As propostas deverão ser discutidas também na COP31, a cúpula climática da ONU que ocorrerá neste ano na Austrália e na Turquia. A ideia é que esses indicadores norteiem ações e políticas públicas de governos, empresas e organizações internacionais.
No Brasil, apenas 1,3% dos materiais consumidos internamente são reutilizados, enquanto a média global é de 6,9% de reaproveitamento. O dado é do relatório Circularity Gap Report, produzido pela organização internacional Circular Economy e pela consultoria Deloitte.
"Ou a gente muda essa realidade ou os impactos da crise climática continuarão se tornando mais frequentes e severos, como os vendavais que deixaram cinco mortos nesta semana em São Paulo e no Rio de Janeiro", diz o diretor-executivo do Movimento Circular, Vinicius Saraceni, organizador do 2º Fórum.

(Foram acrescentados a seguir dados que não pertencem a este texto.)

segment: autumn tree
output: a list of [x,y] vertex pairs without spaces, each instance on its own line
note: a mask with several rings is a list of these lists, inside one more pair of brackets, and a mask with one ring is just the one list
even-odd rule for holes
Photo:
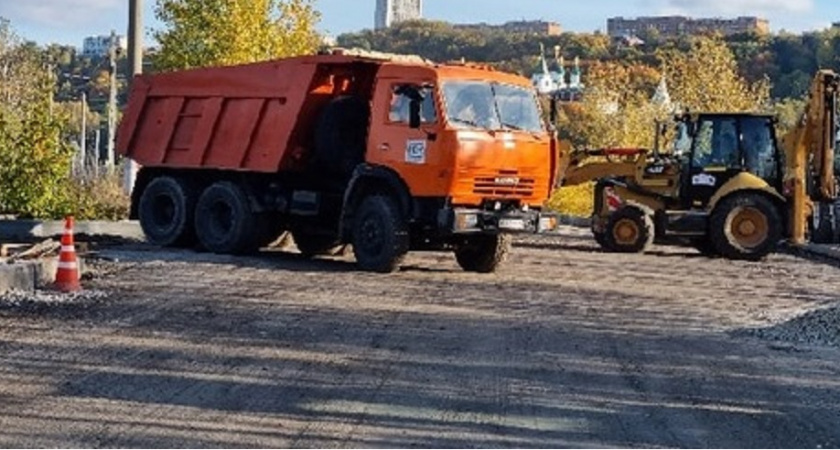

"A pauta dos resíduos sólidos, do desperdício zero e da economia circular já foi incluída como prioridade da COP 31. Agora serão definidas as metas que servirão de guia para orientar as ações", acrescenta ele.
O evento terá a participação de especialistas como Carlos Silva Filho, único brasileiro integrante do Conselho Consultivo do Secretário-Geral da ONU para resíduos sólidos e economia circular.